Hillary Clinton chalked it all up to "the vast right-wing conspiracy."
Emerging As Her Own Woman
Of course, it's well-known now that President Bill Clinton did have sexual relations with that woman. But Hillary Clinton's marriage and career didn't end there.
In some ways, that's where her time began.
Just as the Senate was acquitting her husband of impeachment charges, Clinton was making the first moves to run for a seat in that very chamber. There was a vacancy in New York.
It was considered completely audacious. No American first lady had ever run for national office before. And Clinton had never lived in New York.
"I'm going to be listening very hard, and I'm going to be learning a lot," she said at the start of a New York listening tour in 1999. "I'm going to be looking for ways to work together with people to help figure out how to meet those challenges."
She visited small towns, sat down with people, answered a lot of questions and, in the process, won New Yorkers over. It's a model not lost on her campaign team today.
Once in the Senate, Clinton was known as a workhorse, rather than a show horse. She proved skilled at working across party lines to get things done.
When she ran for president the first time, Clinton entered the Democratic primary as the front-runner. But the insurgent candidacy of Barack Obama became a tidal wave. He ran on change. Clinton and her vote in favor of the Iraq War suddenly seemed like more of the past.
When all was said and done, rather than return to the Senate, Clinton became President Obama's secretary of state, surprising some after their bitter and contentious battle for the nomination.
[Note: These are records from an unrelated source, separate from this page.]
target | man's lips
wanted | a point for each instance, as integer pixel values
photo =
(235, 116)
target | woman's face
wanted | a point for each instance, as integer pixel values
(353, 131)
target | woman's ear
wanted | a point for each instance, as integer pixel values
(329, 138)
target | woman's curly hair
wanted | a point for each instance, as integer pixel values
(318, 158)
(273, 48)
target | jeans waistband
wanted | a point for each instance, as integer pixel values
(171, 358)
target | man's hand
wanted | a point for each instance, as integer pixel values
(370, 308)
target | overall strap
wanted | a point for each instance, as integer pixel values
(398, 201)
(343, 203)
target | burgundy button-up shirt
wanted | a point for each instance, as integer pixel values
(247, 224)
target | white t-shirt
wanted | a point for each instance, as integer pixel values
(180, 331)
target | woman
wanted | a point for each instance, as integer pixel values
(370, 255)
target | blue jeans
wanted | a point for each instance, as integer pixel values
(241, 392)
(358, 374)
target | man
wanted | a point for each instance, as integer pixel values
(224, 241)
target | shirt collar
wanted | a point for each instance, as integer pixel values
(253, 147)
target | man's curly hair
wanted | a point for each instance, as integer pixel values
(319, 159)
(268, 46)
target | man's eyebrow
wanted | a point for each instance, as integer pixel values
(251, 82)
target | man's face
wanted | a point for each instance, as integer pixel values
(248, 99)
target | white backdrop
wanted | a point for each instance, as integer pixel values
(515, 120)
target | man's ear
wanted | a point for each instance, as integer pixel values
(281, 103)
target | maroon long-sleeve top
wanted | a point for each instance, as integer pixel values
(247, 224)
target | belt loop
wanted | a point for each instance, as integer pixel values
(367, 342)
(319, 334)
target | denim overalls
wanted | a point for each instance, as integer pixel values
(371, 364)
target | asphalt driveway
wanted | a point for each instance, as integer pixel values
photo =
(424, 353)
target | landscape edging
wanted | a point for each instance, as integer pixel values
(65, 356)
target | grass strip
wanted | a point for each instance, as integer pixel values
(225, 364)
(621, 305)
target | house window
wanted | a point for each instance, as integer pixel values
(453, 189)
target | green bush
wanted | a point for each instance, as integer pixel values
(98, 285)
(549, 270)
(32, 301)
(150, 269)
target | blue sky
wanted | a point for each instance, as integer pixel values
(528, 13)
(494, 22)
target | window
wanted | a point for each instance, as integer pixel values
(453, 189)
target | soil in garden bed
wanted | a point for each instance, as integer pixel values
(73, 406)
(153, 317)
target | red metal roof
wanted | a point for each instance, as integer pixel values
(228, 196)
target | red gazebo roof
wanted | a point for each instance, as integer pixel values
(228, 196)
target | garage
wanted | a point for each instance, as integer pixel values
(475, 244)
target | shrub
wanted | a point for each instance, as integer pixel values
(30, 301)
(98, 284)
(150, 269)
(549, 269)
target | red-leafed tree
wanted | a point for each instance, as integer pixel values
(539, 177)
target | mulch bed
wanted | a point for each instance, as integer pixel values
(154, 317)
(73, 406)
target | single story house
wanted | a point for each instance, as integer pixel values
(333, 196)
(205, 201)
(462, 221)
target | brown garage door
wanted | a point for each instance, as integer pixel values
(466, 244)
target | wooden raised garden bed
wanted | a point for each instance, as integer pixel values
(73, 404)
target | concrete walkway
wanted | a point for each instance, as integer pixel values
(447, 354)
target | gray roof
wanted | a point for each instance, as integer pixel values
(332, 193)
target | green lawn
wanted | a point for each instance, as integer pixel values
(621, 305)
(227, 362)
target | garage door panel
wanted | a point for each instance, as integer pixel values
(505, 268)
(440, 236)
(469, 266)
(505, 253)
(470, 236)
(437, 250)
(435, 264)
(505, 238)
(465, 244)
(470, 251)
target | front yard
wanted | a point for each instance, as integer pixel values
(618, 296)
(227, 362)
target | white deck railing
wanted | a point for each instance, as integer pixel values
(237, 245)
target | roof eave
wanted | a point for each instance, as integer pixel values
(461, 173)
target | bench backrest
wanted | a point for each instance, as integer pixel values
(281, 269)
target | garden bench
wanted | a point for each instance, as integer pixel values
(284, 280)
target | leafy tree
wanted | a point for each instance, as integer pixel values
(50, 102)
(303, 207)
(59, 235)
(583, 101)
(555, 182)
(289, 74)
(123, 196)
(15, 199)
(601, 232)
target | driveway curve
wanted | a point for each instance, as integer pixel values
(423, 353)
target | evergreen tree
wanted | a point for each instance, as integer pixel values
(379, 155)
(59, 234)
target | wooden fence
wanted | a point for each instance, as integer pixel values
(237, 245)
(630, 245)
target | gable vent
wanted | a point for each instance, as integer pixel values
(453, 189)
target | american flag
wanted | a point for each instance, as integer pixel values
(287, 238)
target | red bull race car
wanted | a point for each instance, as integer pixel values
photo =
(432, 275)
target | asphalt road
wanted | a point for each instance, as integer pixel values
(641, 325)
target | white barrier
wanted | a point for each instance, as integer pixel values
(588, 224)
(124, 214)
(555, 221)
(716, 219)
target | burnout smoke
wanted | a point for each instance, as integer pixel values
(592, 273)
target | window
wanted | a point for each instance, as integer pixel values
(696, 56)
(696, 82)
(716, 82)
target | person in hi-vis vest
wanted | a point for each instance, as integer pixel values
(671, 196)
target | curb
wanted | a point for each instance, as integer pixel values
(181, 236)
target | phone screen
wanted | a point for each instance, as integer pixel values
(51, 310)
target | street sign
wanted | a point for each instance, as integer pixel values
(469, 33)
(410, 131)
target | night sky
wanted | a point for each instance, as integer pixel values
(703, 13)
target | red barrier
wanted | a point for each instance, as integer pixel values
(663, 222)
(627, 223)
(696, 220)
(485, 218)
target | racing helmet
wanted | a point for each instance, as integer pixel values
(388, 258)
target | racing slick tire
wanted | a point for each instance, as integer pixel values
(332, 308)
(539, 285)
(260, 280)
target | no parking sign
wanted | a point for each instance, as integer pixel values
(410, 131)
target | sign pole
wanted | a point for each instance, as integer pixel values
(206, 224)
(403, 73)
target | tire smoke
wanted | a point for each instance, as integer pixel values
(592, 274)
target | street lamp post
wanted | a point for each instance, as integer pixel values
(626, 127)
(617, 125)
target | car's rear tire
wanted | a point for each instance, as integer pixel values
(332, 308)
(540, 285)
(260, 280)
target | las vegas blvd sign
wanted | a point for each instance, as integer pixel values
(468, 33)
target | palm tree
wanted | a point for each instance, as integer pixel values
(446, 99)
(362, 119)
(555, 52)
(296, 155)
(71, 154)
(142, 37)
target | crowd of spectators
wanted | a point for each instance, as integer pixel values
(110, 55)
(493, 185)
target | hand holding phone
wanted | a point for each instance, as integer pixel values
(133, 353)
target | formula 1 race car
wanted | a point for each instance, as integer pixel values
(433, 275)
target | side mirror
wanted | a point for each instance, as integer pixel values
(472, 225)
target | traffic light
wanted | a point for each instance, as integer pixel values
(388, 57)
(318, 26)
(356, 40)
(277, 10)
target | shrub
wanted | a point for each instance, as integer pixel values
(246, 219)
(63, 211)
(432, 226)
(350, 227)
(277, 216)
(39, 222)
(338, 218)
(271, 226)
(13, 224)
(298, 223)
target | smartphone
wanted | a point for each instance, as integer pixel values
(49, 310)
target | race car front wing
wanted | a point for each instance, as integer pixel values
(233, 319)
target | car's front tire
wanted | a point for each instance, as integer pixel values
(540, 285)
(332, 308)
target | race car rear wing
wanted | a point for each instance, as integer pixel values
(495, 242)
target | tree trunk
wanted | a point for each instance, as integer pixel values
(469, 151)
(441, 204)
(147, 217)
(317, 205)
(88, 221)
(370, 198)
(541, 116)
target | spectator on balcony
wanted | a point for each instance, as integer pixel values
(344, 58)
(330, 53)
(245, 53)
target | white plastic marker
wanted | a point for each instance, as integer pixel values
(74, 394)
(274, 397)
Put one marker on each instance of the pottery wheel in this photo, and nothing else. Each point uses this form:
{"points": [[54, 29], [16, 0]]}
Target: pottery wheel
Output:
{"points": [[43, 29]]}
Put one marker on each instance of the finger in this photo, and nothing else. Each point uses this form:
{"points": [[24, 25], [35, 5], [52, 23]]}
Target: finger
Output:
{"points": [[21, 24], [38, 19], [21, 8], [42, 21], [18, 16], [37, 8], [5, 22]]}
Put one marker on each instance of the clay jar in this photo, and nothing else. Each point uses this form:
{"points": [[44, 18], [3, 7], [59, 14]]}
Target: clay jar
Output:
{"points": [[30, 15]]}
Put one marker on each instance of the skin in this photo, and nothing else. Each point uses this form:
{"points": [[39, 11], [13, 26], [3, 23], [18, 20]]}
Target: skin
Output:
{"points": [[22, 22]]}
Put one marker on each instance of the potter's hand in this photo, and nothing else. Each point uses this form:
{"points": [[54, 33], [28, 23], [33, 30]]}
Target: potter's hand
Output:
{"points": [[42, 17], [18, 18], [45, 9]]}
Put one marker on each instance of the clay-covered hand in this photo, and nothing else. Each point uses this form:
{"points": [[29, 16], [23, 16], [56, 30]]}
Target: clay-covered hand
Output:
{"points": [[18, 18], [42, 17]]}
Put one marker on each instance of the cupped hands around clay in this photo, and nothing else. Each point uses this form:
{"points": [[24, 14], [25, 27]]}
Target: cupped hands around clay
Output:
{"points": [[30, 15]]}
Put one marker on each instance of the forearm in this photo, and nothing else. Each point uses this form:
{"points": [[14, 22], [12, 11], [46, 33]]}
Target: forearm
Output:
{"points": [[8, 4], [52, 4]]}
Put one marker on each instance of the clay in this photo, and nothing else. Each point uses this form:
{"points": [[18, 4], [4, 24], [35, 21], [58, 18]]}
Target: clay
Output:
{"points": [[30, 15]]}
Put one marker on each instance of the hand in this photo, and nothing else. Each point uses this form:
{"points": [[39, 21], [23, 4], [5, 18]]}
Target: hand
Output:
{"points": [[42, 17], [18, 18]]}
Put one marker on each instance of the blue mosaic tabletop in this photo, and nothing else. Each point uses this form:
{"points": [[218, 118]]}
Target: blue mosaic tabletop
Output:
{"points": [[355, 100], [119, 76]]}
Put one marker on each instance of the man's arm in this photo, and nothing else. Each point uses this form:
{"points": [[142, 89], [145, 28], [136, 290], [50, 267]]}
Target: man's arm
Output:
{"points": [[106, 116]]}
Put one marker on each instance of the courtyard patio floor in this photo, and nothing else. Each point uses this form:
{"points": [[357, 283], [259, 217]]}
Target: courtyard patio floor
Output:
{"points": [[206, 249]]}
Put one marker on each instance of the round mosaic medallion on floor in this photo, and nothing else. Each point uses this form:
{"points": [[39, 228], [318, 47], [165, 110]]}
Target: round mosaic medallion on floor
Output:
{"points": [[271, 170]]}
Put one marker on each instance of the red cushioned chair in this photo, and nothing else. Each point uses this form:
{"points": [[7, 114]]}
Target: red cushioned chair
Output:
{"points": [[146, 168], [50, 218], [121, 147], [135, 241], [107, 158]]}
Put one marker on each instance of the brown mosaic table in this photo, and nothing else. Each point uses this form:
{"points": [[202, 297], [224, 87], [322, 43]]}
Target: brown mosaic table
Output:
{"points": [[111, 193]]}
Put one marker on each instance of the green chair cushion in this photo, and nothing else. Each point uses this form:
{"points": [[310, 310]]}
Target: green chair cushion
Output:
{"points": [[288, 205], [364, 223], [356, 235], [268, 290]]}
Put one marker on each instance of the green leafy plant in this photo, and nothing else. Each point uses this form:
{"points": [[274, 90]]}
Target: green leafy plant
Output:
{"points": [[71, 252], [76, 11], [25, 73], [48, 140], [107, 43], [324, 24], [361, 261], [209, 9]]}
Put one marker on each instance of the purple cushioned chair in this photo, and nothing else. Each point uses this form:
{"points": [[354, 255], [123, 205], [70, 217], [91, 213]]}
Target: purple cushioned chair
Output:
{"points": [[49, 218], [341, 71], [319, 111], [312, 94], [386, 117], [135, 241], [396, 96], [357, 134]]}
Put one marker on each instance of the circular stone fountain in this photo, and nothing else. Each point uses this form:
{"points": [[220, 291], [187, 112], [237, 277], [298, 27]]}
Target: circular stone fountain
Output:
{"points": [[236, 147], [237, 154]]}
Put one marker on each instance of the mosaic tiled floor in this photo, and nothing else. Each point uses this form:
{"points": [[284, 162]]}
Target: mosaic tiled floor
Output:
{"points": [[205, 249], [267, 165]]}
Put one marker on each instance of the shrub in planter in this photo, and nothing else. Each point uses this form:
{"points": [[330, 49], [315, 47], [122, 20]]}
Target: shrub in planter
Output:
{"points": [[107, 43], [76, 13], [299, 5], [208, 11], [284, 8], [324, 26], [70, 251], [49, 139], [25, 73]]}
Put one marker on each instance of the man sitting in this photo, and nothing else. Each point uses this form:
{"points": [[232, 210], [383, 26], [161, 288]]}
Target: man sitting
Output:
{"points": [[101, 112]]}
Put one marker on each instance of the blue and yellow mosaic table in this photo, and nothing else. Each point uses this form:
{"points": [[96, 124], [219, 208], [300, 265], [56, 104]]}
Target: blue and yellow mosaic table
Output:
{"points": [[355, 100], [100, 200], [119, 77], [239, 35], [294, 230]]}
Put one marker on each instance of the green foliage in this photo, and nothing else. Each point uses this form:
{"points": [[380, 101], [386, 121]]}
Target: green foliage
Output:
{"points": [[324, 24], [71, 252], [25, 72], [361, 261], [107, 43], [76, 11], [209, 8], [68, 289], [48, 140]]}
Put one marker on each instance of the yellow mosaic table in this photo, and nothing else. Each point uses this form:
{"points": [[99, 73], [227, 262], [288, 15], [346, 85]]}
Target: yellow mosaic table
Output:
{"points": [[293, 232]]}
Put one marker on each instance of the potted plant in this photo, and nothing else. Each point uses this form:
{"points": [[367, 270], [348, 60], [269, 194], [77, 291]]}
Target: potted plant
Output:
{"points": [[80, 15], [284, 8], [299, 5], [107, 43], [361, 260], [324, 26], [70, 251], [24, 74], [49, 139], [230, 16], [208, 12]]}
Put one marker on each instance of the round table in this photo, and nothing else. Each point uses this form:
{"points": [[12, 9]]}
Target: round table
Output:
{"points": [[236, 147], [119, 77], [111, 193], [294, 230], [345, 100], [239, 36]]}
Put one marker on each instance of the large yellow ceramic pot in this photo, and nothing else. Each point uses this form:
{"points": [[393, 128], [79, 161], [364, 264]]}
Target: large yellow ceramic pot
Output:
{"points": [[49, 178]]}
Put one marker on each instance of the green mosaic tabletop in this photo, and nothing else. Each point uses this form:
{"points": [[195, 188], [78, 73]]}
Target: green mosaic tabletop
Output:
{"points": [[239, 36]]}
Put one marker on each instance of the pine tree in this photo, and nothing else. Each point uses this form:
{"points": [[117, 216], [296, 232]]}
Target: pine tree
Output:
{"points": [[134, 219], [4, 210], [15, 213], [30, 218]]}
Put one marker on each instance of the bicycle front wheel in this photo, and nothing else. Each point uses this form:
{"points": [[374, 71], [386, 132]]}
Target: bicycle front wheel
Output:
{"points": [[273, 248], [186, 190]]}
But the move helped mend fences with Obama's base and burnish her foreign-policy credentials. She traveled hundreds of thousands of miles, more than any other American secretary of state in history. She visited 112 countries and saw her approval ratings skyrocket. But Clinton's legacy at the State Department is less well defined, leaving after four years with a well of goodwill but no major diplomatic breakthroughs.
"I think we have set the table for a lot of the difficult issues to be dealt with," she said in a 2013 interview with NPR. "There's nothing fast or easy about diplomacy."
As she begins this run for president, Clinton's poll numbers have come down, and she remains dogged by two scandals from her time as secretary of state — the terrorist attack on the diplomatic outpost in Benghazi, Libya, and her use of a private email account for official business.
Clinton is as close as a candidate can come to being an incumbent, without actually being one. But she doesn't intend to act that way, taking nothing for granted with an early campaign strategy that will be short on soaring speeches and long on living rooms.
In this latest incarnation, Clinton is a grandmother. And despite an early campaign intent on taking it slow, Clinton wrote in the newly revised epilogue of her memoir that being a grandmother "has spurred me to speed up."
How she handles it all — and how she's perceived in the process — will prove whether she can punch her way through that ceiling and into the White House.